I think it works perfectly fine. Right now I'm breezing through the game, and I'm at the last world. Honestly, I think the controls are perfectly fluid, and there is a lot of difficulty in store for us completionists. Also, Kirby's Dreamland did have Inhale, yes, but it was exactly the same; Suck up, spit out. This is essentially the same thing. Oh, and the only problem I've had with the controls in Epic Yarn is that I sometimes turn into the weight thing when I didn't press down. That's all, though.


----------



## Yarnchu (Dec 26, 2010)

After playing it some today, the controls felt better. Maybe it's just that it felt different since it was my first time playing. After a bit of bad taste with the controls and apparent slowness of the game(although it should be slow, so that you take in the atmosphere more), the game has shown through and delivered exactly what I wanted. It's a wonderful game, with lot's of neat platforming involving the yarn mechanics. You never see a game that has the art and game mechanics weaved together(har har har) like this. 

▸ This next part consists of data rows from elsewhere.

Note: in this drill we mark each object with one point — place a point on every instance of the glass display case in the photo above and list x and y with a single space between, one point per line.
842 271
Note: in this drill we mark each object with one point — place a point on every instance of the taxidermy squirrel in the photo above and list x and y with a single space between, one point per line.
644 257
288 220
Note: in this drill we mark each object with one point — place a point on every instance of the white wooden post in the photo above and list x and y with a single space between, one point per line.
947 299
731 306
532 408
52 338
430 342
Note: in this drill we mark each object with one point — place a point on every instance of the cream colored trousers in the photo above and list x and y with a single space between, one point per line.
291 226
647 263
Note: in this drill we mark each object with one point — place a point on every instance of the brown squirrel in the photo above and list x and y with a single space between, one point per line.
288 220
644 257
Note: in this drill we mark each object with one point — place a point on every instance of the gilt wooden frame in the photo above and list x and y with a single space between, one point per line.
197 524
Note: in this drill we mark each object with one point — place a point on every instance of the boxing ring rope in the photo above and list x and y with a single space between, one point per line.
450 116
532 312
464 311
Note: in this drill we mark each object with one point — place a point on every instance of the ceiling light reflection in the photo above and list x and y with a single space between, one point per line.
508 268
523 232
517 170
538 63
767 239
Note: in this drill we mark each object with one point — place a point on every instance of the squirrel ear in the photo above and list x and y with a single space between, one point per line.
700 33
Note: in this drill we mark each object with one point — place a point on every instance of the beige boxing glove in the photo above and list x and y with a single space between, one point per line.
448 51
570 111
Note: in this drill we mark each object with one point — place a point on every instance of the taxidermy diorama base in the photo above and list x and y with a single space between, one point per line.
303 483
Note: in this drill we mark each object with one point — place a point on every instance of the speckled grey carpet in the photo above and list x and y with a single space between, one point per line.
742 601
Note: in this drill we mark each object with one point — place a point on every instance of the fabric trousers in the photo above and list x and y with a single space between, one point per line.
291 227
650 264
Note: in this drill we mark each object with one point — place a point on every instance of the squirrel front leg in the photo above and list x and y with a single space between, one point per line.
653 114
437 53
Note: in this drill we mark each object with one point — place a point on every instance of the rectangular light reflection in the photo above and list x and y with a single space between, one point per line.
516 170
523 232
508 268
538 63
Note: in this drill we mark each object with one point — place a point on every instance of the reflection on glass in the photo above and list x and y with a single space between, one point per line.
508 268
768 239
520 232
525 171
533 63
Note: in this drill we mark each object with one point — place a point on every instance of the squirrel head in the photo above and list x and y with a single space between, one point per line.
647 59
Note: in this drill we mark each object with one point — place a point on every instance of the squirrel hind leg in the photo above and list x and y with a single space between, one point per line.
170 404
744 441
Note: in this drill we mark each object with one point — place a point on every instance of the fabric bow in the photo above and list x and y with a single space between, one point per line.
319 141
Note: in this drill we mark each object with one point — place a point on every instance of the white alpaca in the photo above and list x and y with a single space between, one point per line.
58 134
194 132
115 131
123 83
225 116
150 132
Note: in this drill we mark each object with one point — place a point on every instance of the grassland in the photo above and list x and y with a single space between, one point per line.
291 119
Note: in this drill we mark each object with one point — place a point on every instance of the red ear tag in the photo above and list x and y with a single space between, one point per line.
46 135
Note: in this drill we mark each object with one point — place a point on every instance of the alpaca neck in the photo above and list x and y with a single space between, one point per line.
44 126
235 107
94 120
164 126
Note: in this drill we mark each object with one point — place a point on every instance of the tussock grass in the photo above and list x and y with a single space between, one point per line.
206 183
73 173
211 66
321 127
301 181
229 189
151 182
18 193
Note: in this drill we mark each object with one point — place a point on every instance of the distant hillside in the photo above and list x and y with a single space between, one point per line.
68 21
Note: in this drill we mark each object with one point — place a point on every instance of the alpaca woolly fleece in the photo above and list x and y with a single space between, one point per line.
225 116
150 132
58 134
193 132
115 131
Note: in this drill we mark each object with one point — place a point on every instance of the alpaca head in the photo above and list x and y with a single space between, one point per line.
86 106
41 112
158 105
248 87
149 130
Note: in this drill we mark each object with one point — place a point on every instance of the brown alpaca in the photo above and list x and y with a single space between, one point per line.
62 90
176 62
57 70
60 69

It also has this magic power of brightening my day whenever I play. Must be the overload of adorableness.


----------



## Superbird (Dec 26, 2010)

I HAVE COMPLETION.

No, seriously. I just 100%'ed the game. I only had to use internet guides for about three levels, and even those were just for stuff I had stupidly missed (treasures). That's a good complaint—The game is too easy to 100%. But. I still am able to customize my apartment.


----------



## Autumn (Jan 2, 2011)

AAAAA

I got _five Kirby games for Christmas_

Dreamland, Dreamland 2, Super Star, Super Star Ultra and Epic Yarn. I only need three more games (Dreamland 3, Adventure and Squeak Squad) to complete my collection :3


----------



## Professor Wesker (Jan 11, 2011)

I've only played three Kirby games: Kirby's Dreamland (Short as hell but GOD I love replaying it, to this day I still haven't beaten the insanely difficult Extra mode, I can't beat Whispy Woods), Kirby: Nightmare in Dreamland (got it a month ago, just beat MetaKnightmare mode, now it's time for the boss rush), and Kirby 64 (Simply a classic, I can't describe it in any other way), but I love the series! But as much as I love the cute lil' puffball, I eagerly await the day I get to play a game starring King Triple D himself. King Dedede is my favorite fighter on Brawl, and I just like him a lot as a character. Most of it is based on his anime personality. Call me crazy, make fun of me, etc etc, but I actually enjoyed the 4Kids dub. C'mon they made King Dedede sound like Foghorn Leghorn AND gave Meta Knight a badass spanish accent! That and Pokémon were the only animes I didn't mind 4Kids dubbing. However, I'll never forgive those bastards for what they did to One Piece. Then again, I haven't watched the Kirby anime for quite some time though, so meh. The theme song is catchy as hell though, seriously.


----------



## Autumn (Mar 20, 2011)

have to bump for this:

you're welcome


----------



## Lili (Mar 20, 2011)

I never have played a Kirby game, but I do think he's cute and I want SuperStar Ultra.  I also like him in SSB.


----------



## RespectTheBlade (Mar 20, 2011)

I played kirby's adventure about last weekend and beat it in about a day. Major nostalgia trip. Such a great game.


----------